Je secoue la tête pour simple réponse et porte ma flûte à ma bouche. Comment... Je n’ai pas de mots. Je suis bloquée. Ces photographies me donnent envie de hurler et je me contiens de fracasser les cadres au sol.

— Je sais que la disparition de ton cousin a été très éprouvante pour toi, mais j’avoue que depuis le temps, je pensais que toutes ces expressions de deuil t’auraient quitté.

Les yeux rivés sur les tirages, je souffle : 

— Pourquoi me parles-tu de Nicco? 

— Avant de les exposer, je les ai montrées à ton grand-père Giovanni. Tu comprends, j’étais inquiet. Tu sembles si malheureuse. Il m’a expliqué que tu avais du mal à te remettre de sa mort et que c’était la raison pour laquelle tu étais ainsi ces derniers temps.

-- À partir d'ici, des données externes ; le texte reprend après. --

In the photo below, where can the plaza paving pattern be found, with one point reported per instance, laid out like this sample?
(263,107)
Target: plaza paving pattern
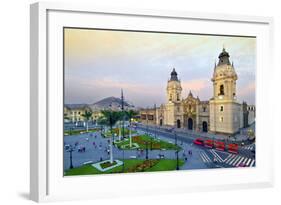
(201,158)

Je me raidis, me tourne vers lui et crache : 

— Et comment suis-je?

Comment a-t-il pu prendre ces photographies de moi? Les exposer sans m’en parler au préalable? Et pire que tout, comment a-t-il pu les montrer à mon grand-père? Une personne que je refuse de voir depuis des mois, qui lui raconte bien ce qui l’arrange tant que ce n’est pas la vérité.

— Éteinte, Mia. À chaque fois que l’on se voit, depuis plus d’un mois, tu n’es pas vraiment là.

Je m’énerve, serrant ma flûte entre mes doigts.

— Bien sûr que si, je suis là !

Lino secoue doucement la tête et poursuit :

— Tu es là, mais à contrecœur. J’attendais que tu m’en parles, que tu me dises ce qui te tracasse, mais rien. Tu n’as plus rien de la jeune fille que j’ai connue. Si je devais être honnête avec toi, avec une autre fille je n’aurais pas cherché plus et je serais parti. Mais c’est toi Mia, et je sais qu’au fond tu n’es pas cette personne si acariâtre et mauvaise que tu montres.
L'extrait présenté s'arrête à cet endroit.